D’ALEMBERT À LAGRANGE.

À Paris, ce 9 avril 1773.

Mon cher et illustre ami, j’ai communiqué à M. de la Place les réflexions très-justes et très-sages que vous faites sur les vues qu’il a par rapport à l’Académie de Berlin, et nous profiterons de vos avis si les circonstances mettent M. de la Place dans le cas de suivre ces vues. Son admission récente à l’Académie des Sciences et quelques changements qui pourront peut-être arriver dans sa position à l’École milifaire nous le feront peut-être conserver, et je le souhaite pour notre Académie, où la Géométrie commence à s’affaiblir beaucoup. Nous venons de donner à M. de Condorcet la survivance de la place de secrétaire[1]. Il la méritait bien par les excellents Éloges qu’il vient de publier des académiciens morts avant 1699, où commencent les Éloges de Fontenelle. Vous aurez peut-être déjà reçu ces Éloges, que M. de Condorcet m’a dit vous avoir envoyés, et je crois que vous en serez content. Ils ont eu ici un succès unanime.

Vous aurez peut-être aussi reçu la suite et la fin du sixième Volume de mes Opuscules ; vous-n’y trouverez pas grand’chose qui mérite votre attention. J’y ai donné une manière nouvelle d’envisager le mouvement des fluides dans des vases, qui peut servir, si je ne me trompe, à expliquer les mouvements les plus irréguliers, sans avoir recours à la théorie fausse et précaire du chevalier de Borda sur ces questions. Je me propose même de développer cette théorie, sur laquelle j’ai déjà bien des matériaux ; mais je ne me mettrai pas sitôt à ce travail, ayant résolu, pour reposer ma tête, de m’abstenir au moins pendant une année de tout travail mathématique ; j’y supplée par quelques occupations littéraires, et principalement par l’histoire de l’Académie française, dont je fais la continuation et que j’ai fort avancée cet hiver. Ce travail, sans m’intéresser à beaucoup près autant que la Géométrie, met au moins dans ma vie un remplissage qui me la fait supporter.
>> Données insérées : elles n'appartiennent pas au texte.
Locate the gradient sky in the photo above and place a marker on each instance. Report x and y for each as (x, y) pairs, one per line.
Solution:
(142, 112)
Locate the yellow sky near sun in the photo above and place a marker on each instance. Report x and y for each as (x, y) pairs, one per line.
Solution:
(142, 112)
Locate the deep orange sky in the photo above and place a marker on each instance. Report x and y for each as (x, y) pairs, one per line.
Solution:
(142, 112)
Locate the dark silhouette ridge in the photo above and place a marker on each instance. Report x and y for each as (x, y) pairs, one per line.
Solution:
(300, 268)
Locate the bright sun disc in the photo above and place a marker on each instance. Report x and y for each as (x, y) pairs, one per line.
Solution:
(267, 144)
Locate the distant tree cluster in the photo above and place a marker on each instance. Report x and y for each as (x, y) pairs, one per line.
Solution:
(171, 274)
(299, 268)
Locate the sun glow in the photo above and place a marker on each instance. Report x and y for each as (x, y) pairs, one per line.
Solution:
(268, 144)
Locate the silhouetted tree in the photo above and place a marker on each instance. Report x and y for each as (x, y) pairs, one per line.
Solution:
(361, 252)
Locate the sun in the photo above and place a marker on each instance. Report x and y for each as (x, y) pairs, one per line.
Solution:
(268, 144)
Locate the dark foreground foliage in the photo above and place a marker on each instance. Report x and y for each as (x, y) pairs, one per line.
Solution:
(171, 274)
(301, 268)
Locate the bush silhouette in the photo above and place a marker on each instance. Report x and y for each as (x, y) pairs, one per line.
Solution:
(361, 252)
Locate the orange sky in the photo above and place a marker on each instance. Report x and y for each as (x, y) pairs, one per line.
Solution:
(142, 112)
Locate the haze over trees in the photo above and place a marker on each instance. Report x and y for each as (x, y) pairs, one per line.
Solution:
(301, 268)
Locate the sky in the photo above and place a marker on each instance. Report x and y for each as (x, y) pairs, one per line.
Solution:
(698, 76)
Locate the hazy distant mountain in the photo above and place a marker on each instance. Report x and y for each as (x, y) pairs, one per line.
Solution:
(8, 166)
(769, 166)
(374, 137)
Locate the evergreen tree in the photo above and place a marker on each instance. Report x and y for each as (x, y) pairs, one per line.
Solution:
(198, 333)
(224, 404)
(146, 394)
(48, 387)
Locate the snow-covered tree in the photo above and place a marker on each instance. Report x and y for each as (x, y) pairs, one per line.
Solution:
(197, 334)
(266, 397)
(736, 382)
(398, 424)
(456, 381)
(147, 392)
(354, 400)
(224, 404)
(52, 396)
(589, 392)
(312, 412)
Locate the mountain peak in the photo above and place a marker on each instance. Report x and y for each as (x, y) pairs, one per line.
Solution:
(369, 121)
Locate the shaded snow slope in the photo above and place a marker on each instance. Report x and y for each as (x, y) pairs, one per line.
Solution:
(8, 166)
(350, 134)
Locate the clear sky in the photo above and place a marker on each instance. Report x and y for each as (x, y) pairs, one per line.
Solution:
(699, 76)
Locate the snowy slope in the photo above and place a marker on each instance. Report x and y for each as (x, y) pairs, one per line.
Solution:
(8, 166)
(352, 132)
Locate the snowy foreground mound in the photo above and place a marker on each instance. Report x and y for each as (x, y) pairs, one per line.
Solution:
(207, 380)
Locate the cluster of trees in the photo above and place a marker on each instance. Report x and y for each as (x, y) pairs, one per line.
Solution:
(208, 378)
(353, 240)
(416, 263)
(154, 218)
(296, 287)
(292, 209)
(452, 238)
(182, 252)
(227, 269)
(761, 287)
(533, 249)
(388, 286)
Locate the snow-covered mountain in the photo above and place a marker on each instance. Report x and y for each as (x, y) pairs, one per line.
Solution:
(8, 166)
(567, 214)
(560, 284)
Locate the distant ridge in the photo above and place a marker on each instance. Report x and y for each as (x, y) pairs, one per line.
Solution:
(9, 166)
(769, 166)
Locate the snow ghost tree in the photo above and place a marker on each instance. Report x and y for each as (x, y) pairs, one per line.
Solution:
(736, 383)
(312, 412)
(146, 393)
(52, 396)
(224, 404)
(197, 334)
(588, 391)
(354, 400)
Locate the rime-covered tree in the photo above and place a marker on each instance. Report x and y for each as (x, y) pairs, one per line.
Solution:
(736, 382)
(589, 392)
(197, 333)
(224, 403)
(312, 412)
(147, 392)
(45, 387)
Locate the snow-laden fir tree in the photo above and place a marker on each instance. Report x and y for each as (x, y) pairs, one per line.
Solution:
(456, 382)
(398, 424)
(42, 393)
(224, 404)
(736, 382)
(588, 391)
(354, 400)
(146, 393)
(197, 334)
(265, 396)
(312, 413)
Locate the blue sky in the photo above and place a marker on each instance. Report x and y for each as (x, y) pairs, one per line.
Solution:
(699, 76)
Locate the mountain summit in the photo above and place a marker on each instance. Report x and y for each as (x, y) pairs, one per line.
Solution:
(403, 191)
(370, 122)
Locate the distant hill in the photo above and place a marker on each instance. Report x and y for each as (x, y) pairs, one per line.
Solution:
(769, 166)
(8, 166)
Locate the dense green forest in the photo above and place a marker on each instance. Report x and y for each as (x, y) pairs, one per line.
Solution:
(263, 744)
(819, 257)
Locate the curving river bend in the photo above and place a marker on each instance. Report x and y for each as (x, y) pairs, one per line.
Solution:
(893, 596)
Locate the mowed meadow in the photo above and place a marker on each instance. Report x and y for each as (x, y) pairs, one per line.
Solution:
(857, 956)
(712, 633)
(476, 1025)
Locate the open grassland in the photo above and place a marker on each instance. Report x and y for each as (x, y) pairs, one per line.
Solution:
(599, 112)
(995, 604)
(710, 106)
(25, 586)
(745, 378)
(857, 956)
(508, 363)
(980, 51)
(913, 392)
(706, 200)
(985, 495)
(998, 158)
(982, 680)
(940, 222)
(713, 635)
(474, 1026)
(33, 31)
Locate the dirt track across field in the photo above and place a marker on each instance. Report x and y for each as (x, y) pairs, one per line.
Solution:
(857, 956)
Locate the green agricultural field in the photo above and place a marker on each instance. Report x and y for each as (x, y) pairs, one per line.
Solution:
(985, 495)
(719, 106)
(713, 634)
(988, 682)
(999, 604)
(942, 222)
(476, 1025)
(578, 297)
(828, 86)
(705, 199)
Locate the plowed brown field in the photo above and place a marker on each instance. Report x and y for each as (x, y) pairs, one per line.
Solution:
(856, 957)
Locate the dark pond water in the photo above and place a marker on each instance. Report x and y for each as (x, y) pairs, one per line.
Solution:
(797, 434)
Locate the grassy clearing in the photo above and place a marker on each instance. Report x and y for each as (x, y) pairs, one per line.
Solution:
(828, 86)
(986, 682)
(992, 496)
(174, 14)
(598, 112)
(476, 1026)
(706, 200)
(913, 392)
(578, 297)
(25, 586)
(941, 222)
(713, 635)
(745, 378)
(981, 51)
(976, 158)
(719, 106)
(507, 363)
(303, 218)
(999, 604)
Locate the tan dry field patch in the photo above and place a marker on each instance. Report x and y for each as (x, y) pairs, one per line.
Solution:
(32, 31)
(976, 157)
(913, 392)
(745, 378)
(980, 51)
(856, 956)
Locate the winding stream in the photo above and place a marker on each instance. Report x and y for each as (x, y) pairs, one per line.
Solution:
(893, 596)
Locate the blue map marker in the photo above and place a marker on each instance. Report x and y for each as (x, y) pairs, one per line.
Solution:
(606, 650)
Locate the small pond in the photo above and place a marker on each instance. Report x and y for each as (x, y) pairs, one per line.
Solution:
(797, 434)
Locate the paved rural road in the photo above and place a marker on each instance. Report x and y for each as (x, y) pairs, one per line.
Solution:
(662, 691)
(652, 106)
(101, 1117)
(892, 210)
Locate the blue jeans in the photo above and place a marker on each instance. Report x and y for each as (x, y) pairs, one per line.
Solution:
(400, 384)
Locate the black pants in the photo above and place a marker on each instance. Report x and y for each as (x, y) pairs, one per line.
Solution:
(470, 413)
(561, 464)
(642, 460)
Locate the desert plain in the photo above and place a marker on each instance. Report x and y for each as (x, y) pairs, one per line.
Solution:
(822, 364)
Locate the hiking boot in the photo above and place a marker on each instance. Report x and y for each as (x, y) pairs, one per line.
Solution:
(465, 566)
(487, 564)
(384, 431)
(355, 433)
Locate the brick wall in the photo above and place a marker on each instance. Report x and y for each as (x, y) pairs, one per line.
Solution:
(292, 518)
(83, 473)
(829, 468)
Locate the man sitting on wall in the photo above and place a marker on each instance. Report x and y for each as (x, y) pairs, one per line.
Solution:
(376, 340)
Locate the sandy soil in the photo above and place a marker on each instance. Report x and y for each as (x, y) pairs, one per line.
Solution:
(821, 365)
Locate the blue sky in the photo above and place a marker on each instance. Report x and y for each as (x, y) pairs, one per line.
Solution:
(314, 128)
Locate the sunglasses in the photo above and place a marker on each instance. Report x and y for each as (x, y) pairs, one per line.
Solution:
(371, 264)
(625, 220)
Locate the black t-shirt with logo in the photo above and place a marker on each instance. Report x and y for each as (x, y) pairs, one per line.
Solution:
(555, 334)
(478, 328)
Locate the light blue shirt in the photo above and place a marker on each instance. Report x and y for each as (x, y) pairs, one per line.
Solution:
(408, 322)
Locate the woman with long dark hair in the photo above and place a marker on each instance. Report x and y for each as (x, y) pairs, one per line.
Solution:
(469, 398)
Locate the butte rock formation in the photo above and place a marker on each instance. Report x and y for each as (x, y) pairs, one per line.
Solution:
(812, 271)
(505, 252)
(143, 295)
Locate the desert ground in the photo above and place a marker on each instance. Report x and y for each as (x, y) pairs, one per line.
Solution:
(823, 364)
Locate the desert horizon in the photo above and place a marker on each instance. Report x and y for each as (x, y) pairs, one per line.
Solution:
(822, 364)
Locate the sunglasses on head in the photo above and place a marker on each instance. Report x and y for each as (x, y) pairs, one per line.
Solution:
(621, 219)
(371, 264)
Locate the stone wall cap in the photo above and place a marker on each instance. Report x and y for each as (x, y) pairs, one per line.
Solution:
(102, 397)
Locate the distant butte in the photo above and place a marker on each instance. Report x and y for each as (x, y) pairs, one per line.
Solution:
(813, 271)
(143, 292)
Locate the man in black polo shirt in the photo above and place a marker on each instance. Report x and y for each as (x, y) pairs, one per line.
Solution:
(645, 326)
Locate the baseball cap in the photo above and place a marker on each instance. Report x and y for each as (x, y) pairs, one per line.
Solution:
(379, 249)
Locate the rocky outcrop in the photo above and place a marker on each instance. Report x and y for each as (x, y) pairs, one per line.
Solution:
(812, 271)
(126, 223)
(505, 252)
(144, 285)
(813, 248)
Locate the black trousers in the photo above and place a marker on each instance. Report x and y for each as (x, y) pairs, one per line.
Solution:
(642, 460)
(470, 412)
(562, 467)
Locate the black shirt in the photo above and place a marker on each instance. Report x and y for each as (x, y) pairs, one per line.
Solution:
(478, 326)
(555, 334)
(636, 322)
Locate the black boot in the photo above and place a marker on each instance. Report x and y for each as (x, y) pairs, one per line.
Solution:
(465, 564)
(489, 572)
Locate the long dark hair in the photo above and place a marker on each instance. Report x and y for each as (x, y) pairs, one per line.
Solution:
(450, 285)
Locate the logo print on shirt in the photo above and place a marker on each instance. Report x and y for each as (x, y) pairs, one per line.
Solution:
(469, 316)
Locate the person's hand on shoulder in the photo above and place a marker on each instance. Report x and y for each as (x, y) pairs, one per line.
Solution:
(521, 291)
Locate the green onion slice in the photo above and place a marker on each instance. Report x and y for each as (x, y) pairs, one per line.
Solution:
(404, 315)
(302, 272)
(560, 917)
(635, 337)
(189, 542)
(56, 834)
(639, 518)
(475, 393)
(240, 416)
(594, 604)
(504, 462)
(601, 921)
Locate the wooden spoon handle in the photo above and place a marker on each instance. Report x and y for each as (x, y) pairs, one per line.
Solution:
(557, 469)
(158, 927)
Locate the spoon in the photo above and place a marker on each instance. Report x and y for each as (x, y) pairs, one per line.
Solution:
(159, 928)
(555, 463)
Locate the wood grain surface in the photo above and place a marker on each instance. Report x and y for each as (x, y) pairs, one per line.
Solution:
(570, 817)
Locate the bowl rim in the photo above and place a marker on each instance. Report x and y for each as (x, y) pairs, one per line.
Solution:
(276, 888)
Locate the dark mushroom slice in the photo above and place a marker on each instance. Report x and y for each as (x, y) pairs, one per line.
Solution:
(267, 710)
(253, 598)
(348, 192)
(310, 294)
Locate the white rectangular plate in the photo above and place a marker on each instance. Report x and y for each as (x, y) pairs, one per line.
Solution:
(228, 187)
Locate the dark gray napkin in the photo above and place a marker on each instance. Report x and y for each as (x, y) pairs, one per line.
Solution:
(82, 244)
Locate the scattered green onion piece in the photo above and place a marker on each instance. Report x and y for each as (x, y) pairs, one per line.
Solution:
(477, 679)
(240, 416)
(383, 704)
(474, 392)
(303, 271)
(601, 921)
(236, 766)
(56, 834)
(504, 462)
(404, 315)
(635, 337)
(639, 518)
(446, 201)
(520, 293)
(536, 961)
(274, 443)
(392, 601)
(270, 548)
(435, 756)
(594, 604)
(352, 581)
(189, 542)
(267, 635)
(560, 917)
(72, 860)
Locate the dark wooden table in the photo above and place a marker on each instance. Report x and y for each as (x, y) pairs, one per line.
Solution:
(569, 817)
Je voudrais savoir, mon cher ami, si la mort du roi de Sardaigne[2] et l’avènement de son successeur au trône apporteront quelque changement à votre état ; le nouveau roi entendra-t-il assez les intérêts de sa gloire pour vous rappeler dans votre patrie ? S’il vous fait des propositions, je vous conseille fort de ne les accepter que dans le cas où elles seraient convenables et avantageuses, car je vois que vous êtes heureux à Berlin, que vous y jouissez d’une fortune suffisant à vos désirs, que vous y vivez dans le repos et avec l’estime du Roi et celle du public, que vous n’y êtes point exposé à l’oeil vigilant de la superstition et de l’intolérance, et je crois que vos principes de conduite sont assez semblables aux miens, savoir que quand on est à peu près bien il faut rester comme on est, la condition humaine ne permettant pas qu’on soit bien tout à fait. Si vous apprenez quelque chose ou si vous formez quelque résolution à ce sujet, ma tendre amitié espère que vous lui en ferez part.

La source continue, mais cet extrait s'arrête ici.